I thank the Deputy for raising this important issue, which is a cause of grave concern to me. As an underlying principle, compensation moneys should go to those who have suffered harm, not to members of the legal profession.
The cost of clinical indemnity scheme claims under management with the State Claims Agency, SCA, in 2013 was €119.3 million in total. This figure relates to costs transacted during the period and includes damages paid, legal fees and other expert costs such as medical expert fees. Breaking down the total cost, damages to patients accounted for €81.6 million, State Claims Agency legal costs and expert costs were €17.1 million, and plaintiffs' legal costs and expert costs amounted to €20.6 million.
The management of clinical negligence cases taken against the Health Service Executive is delegated to the SCA, which has a statutory mandate to investigate and manage these cases to completion. I am advised that the SCA, wherever it is proper to do so based on expert medical and legal advice, admits breach of duty at the earliest possible opportunity to avoid distress to patients and their families. Many of these cases, however, particularly those involving catastrophic injuries, are very complex in nature and require time to investigate the liability and causation issues. This inevitably involves some delay before a formal admission of liability, if appropriate, can be made.

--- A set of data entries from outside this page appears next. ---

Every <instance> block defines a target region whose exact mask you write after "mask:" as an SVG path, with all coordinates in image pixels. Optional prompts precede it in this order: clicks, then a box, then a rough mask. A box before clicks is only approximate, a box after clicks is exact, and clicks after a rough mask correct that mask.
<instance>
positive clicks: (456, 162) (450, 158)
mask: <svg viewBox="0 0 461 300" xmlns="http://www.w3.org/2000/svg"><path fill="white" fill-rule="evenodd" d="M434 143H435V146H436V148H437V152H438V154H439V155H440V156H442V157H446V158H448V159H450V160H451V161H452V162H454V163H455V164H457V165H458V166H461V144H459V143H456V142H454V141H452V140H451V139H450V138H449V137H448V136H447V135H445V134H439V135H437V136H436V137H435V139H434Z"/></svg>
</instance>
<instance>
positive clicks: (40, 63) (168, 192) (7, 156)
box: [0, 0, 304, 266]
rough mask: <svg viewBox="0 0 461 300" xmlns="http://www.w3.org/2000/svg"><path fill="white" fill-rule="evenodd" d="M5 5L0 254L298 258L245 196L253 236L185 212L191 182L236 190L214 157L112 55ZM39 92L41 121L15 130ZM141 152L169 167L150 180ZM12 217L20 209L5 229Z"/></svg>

A national policy on open disclosure was developed jointly by the HSE and the State Claims Agency and launched in November 2013. The policy is designed to ensure an open, consistent approach to communicating with patients and their families when things go wrong in health care. This includes expressing regret for what has happened, keeping the patient informed, providing feedback on investigations and the steps taken to prevent a recurrence of the adverse event. Implementation of the policy across all health and social services has now commenced by the HSE.

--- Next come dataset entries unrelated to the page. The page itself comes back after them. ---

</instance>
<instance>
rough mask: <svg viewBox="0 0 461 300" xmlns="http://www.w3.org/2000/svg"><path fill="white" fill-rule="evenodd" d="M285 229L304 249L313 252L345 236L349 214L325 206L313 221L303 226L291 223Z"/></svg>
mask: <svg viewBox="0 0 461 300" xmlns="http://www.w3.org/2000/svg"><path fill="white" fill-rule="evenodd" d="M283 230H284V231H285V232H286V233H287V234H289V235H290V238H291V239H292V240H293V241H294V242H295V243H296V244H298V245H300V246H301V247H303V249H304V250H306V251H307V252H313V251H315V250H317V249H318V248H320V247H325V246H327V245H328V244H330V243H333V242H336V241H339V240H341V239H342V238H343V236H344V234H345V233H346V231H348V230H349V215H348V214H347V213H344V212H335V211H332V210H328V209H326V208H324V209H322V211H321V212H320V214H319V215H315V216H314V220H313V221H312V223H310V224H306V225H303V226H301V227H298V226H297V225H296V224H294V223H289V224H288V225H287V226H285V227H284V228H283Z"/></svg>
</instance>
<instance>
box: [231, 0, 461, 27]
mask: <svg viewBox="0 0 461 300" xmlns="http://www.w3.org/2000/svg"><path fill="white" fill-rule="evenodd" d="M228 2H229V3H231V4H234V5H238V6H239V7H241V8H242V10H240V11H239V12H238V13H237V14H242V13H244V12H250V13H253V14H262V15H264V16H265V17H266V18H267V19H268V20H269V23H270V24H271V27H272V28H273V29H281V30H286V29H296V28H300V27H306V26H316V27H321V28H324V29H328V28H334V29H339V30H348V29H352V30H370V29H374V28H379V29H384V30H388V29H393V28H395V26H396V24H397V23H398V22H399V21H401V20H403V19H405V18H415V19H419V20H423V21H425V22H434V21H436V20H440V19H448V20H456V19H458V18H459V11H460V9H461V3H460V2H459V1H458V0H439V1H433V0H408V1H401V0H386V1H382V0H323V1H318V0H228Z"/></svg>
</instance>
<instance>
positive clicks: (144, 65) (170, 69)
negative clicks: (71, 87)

Ireland currently has no express protective legislation to assist the open disclosure process. However, it is intended that this situation will change with the upcoming health information Bill which I expect to publish in early 2015. That legislation will contain a number of measures to promote patient safety, including a provision to encourage open disclosure by affording some degree of protection for health care personnel. This is consistent with the report of the commission on patient safety and quality assurance of 2008. It is also in line with the recommendation in a consultation paper published by the Law Reform Commission in 2008 that "a statutory provision be considered which would allow medical practitioners to make an apology and explanation without these being construed as an admission of liability in a medical negligence claim".